Servants
I never knew what seeing was except coming out of the fog. So said Orem, the Little King; so he said to me when he thought he was not wise.
The Queen's Water
It hardly seemed morning when Orem came out of the inn, the fog was so thick. Buildings across the street were invisible until he was in the middle of the road. Other walkers in the early morning loomed suddenly, nearly colliding with him. He had to walk slowly and watch carefully. There were curses here and there; now and then the sound of an argument about whether someone was blind or just a fool. Orem was afraid of getting lost, and wasting his last full day in the city, but Flea found him.
"What's fog?" Flea said. "If we let fog keep us indoors here, there'd be damn little work done in Inwit. For me it's a golden day. I've had three coppers already without even a knife to cut a purse."
It made Orem uneasy to know he was companioned with a thief, but he had no other guide, and on a day like this he needed Flea more than ever. They had tried the north side yesterday. Today they went east, hoping to find work for Orem in a counting house, somewhere that his literacy might make him valuable.

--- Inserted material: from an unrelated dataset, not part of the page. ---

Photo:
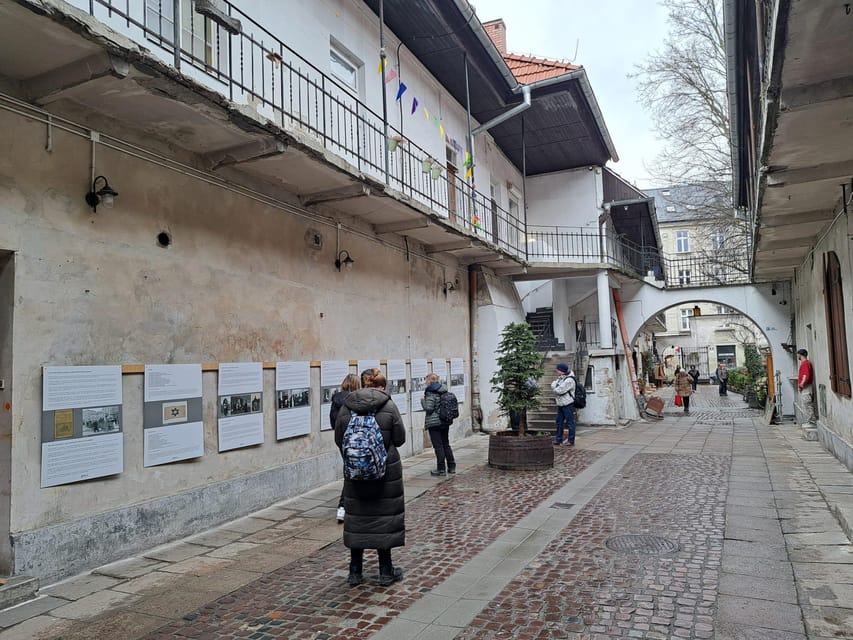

But it was not readers and writers and counters that they wanted in the eastern part of the city. It was boys, for the cruel sports of Gaming, for the beds of the pederasts—boys who could disappear and no one would care to look for them. Twice Orem talked them into a place where they should not have been; twice Flea had to get them out, and not by talking. They left a gamer nursing a well-kicked crotch. They were in more danger in the Great Exchange, for when they refused the lucrative offer of a pimp of a banker, he raised a cry of thief. The fog saved them, that and Flea's ability to find his way through places that adults would not think to look. They found themselves in late afternoon, exhausted from running, near the end of the aqueduct.
The great waterbearing arches ended their progress before fully crossing the street. At the foot of the arch was a small pool of water overseen by guards and surrounded by queues of people waiting to dip and fill a flask, a jar, a watering bag.
"Thirsty?" asked Flea.
"Would it be safe for us to wait so long here? Are you sure they won't follow us further?"
Flea grinned. "Let's see if we can make the line shorter." He walked between queues to a place fairly near the pool, and then with a broad gesture he loudly said, "The kindness of the Queen."
Someone close by hushed them softly, but the others pretended not to hear. "Water," said Flea,
"from the great Water House in the Castle. A spring that runs strong all year, without digging, just flows, and out of her kindness the Queen lets fully half the water flow down into the city. And after water has been piped down into the rich houses on either side of Queen's Road, and after the Temple has its water and the Guilds have their water and the water falls in the Park, then there's a bit that dribbles out here and fills a pool for the people of Inwit."
The speech did its work. They were alone at their spot at the pool, for those ahead of them and behind had moved away, separated themselves from the loud discussion of the Queen. Yet nothing treasonous had been said; the guards could only glower as Orem dipped his flask into the water and brought it up brimming. He did not drink, however. Rather he handed the water to Flea, deliberately letting a little spill on the boy's hands as he reached to take it. Flea looked at him in surprise, and then gravely sloshed the water back at him. It was only fitting to do the sharing of water, even if Flea was a thief, and Orem once nearly a Godsman.